Wonderment is correct.
Also, Freeman, you are making a very limited argument from authority. That is known as a "logical fallacy."
Critical thinking requires that the critical analytical answer be accepted, not the one that comes from someone just because they are a scholar of specialist.
This methodology requires that the argument be tested by disinterested parties to ensure that the results are not biased. Once sufficient, disinterested parties have done so and their results have been published and accepted academically, the critical results can be accepted on their own validity as nominal.
Also, Greek is quite easy to learn. It takes about a year of college level study to be able to read the New Testament text freely.

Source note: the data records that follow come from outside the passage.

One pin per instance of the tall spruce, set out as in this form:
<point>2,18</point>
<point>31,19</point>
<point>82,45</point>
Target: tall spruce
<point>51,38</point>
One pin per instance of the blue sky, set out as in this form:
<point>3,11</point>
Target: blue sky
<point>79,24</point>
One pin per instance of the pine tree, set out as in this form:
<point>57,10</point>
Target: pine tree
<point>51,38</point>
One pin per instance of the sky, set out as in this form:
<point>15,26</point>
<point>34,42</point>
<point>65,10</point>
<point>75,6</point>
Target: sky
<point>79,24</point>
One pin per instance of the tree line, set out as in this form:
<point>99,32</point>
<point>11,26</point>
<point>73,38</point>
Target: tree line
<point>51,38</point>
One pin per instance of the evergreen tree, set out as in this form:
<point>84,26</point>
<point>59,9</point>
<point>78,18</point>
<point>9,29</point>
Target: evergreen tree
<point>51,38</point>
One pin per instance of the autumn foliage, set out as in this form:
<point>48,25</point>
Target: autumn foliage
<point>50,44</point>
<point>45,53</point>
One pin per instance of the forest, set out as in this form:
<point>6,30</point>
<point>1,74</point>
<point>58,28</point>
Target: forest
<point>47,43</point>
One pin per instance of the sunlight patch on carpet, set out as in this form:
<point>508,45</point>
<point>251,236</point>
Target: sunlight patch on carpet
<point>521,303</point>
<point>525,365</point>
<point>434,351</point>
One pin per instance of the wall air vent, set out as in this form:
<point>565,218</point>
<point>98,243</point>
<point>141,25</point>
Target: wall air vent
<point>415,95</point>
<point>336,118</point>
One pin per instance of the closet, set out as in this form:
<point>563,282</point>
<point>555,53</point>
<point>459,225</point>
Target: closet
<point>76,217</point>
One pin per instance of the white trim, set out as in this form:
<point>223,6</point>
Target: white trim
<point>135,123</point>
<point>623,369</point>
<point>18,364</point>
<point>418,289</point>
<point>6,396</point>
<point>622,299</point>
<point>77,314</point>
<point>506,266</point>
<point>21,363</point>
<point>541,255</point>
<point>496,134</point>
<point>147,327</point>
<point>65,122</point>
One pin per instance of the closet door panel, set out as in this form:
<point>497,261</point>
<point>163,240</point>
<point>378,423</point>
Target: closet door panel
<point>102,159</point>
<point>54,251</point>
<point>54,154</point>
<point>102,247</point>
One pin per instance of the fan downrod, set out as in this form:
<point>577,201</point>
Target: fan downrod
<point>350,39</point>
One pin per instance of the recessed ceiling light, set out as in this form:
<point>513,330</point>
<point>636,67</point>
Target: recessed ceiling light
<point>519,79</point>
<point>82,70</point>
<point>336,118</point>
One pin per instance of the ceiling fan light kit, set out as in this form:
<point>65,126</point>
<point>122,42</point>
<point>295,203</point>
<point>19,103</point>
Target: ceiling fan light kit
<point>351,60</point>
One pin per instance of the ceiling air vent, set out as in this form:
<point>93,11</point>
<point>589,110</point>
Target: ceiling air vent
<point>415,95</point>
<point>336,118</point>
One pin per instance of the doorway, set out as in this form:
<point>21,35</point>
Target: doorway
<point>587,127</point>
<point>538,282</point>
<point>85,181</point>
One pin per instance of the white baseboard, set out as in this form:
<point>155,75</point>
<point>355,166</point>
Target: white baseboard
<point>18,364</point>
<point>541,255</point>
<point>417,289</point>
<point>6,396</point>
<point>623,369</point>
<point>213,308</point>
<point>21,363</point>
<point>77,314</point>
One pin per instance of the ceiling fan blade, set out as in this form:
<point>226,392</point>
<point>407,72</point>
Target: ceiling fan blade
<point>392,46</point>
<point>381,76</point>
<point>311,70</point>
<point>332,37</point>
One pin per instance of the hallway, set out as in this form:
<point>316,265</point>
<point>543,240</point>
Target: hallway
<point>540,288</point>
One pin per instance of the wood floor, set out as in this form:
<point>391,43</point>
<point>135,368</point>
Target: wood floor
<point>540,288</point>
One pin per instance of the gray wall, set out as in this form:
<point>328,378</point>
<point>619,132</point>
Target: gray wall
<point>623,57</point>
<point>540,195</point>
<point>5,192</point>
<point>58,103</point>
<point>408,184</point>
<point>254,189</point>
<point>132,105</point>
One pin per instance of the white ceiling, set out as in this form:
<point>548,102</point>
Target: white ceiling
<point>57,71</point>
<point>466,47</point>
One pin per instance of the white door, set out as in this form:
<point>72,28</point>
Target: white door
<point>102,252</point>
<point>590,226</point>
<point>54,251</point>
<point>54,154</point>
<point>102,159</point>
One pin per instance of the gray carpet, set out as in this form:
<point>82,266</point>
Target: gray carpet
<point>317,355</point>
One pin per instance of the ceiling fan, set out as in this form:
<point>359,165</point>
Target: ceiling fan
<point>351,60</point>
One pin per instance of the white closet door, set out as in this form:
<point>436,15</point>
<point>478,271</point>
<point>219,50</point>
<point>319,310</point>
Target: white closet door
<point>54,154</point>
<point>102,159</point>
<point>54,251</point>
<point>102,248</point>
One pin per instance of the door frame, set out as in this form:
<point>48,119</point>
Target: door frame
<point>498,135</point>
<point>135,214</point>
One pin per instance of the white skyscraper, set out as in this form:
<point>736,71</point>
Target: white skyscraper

The Greek Orthodox send their children to Greek school were they learn Koine Greek so as to follow along with their Sunday Liturgy. By the time they are 12 or 13 they can read the Scriptures and the Liturgy in Koine Greek unaided. The results are similar for Biblical Hebrew among Jews.
These languages are not hard. I've been using them, praying in them since I was a boy, even while I was a JW. I am 50 now. Yes, Christians tend to argue over nuances, but they really are quite simple.
I pray and read in Hebrew four times or more everyday. Scholars and Christian clergy have come to me asking for help in translation work over then years. The idea that these languages are the property of scholars only is poppycock!
If you haven't learned, it's because some Christian scholars want to keep you in the dark. If Jewish children learn the Shema in Hebrew by age 5, then it's a fallacy of selfish clergy and Christian academics who purposefully keep people confused by the minute details so they have to rely on them and pay them for their Bible translations.
Christians should be just as equipped as Jews, to read both Hebrew and Greek from infancy like we are so they don't have to rely on scholars or translations to read the Bible. I don't understand why your scholars and clergy and elders won't do such an easy work for you.